Mike started in software testing in 1988 after completing a PhD in Math, moving to semiconductor Design Verification (DV) in 1994, verifying designs (on Silicon and FPGA) going into commercial and safety-related sectors such as mobile phones, automotive, comms, cloud/data servers, and Artificial Intelligence. Mike built and managed state-of-the-art DV teams inside several companies, specialising in CPU verification.

Mike founded and grew a DV services company to 450+ engineers globally, successfully delivering services and solutions to over 50+ clients.

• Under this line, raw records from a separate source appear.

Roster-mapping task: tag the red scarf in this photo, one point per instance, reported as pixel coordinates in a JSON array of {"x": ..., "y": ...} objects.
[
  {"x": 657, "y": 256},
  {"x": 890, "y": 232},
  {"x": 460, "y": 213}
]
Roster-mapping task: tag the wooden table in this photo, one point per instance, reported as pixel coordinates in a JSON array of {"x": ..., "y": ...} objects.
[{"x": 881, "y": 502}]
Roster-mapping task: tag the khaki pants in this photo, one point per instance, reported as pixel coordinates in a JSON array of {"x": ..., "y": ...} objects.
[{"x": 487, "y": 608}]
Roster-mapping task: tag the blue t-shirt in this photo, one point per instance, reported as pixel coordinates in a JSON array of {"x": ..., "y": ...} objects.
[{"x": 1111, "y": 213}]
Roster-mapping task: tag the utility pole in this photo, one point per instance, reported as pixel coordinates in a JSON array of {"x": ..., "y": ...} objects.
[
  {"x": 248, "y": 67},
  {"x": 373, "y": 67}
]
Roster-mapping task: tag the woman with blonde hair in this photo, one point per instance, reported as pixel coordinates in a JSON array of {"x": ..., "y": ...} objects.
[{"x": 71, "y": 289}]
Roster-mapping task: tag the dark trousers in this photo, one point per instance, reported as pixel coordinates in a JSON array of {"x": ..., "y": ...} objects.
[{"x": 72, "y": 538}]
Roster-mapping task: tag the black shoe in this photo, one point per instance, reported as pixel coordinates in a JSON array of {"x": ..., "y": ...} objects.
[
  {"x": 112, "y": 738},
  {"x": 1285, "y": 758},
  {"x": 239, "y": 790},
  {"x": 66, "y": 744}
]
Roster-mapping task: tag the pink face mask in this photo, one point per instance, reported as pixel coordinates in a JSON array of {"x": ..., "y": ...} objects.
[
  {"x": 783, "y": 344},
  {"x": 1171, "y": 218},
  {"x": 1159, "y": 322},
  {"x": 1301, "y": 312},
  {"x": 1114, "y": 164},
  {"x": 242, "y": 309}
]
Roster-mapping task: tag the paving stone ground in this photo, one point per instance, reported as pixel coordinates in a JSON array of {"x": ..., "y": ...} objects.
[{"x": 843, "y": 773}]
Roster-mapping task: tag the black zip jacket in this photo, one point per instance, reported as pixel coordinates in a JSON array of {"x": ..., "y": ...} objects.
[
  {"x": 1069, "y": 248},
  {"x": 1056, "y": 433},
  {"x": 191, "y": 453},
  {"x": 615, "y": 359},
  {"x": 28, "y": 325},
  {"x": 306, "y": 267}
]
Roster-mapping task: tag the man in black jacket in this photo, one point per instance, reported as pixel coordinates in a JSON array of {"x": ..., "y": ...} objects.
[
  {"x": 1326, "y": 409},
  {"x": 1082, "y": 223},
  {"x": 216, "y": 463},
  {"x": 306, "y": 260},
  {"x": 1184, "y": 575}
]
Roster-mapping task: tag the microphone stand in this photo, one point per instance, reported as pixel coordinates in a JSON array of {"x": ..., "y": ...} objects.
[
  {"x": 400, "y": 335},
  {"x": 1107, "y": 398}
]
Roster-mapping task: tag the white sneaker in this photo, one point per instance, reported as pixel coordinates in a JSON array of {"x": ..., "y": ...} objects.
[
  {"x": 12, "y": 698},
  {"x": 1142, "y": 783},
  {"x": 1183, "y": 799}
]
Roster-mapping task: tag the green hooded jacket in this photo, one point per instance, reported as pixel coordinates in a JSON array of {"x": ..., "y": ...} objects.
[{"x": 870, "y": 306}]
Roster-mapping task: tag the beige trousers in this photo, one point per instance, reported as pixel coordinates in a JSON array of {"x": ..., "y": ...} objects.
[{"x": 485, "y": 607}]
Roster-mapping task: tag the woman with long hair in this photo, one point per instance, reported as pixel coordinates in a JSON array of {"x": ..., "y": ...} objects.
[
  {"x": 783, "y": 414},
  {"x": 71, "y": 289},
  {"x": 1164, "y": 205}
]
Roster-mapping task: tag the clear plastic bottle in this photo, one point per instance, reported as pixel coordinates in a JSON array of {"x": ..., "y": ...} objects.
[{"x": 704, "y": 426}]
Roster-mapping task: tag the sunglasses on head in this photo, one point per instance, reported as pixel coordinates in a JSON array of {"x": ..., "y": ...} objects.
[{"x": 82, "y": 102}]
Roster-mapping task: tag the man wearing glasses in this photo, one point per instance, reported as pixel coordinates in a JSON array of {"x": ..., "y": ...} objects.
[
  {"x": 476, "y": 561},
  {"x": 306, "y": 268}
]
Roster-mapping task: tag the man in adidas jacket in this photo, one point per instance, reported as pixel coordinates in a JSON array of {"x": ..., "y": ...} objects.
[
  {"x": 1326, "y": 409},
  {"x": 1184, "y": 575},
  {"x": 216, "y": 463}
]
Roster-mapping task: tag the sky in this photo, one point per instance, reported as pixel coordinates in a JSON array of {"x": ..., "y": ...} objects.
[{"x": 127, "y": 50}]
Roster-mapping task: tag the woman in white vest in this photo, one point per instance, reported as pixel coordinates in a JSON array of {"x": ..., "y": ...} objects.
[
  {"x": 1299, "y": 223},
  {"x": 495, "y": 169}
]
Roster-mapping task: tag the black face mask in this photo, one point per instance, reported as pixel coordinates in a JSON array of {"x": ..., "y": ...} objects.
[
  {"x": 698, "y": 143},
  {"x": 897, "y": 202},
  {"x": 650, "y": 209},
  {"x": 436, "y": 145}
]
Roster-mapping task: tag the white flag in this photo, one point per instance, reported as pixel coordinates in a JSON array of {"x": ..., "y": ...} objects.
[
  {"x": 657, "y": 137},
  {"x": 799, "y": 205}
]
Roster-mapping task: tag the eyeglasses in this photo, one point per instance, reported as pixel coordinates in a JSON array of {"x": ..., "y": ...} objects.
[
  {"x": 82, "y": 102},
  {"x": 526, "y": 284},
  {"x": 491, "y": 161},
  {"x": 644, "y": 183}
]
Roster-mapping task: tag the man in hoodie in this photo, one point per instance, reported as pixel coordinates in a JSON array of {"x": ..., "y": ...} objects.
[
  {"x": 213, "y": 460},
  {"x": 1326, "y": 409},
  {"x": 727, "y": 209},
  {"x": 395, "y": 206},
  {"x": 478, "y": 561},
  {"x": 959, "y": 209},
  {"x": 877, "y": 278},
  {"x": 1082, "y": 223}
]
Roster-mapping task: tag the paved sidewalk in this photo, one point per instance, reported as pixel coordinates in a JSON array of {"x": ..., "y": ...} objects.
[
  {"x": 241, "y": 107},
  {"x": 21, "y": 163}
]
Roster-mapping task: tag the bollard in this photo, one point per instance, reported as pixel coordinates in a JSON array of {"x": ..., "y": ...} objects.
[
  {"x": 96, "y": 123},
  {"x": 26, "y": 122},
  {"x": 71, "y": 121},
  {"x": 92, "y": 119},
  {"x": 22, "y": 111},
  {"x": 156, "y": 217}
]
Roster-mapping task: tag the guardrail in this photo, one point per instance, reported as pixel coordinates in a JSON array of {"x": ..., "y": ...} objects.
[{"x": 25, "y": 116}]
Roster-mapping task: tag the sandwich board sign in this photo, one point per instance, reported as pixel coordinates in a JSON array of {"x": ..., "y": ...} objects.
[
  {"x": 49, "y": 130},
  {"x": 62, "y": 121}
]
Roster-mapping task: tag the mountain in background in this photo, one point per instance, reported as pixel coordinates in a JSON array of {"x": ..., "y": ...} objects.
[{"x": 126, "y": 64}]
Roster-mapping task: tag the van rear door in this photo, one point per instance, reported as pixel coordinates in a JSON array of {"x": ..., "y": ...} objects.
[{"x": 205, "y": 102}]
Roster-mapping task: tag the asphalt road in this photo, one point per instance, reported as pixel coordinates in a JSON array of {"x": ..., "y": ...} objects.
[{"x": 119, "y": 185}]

Mike started Alpinum in April 2016 to deliver a range of start-of-the art industry solutions:

Alpinum AI provides tools and automations using Artificial Intelligence to help companies reduce development costs (by up to 90%!) Alpinum Services provides RTL to GDS VLSI services from nearshore and offshore centres in Vietnam, India, Egypt, Eastern Europe, Mexico and Costa Rica. Alpinum Consulting also provides strategic board level consultancy services, helping companies to grow. Alpinum training department provides self-paced, fully online training in System Verilog, UVM Introduction and Advanced, Formal Verification, DV methodologies for SV, UVM, VHDL and OSVVM and CPU/RISC-V. Alpinum Events organises a number of free-to-attend industry events

You can contact Mike (mike@alpinumconsulting.com or +44 7796 307958) or book a meeting with Mike using Calendly (https://calendly.com/mike-alpinum-consulting).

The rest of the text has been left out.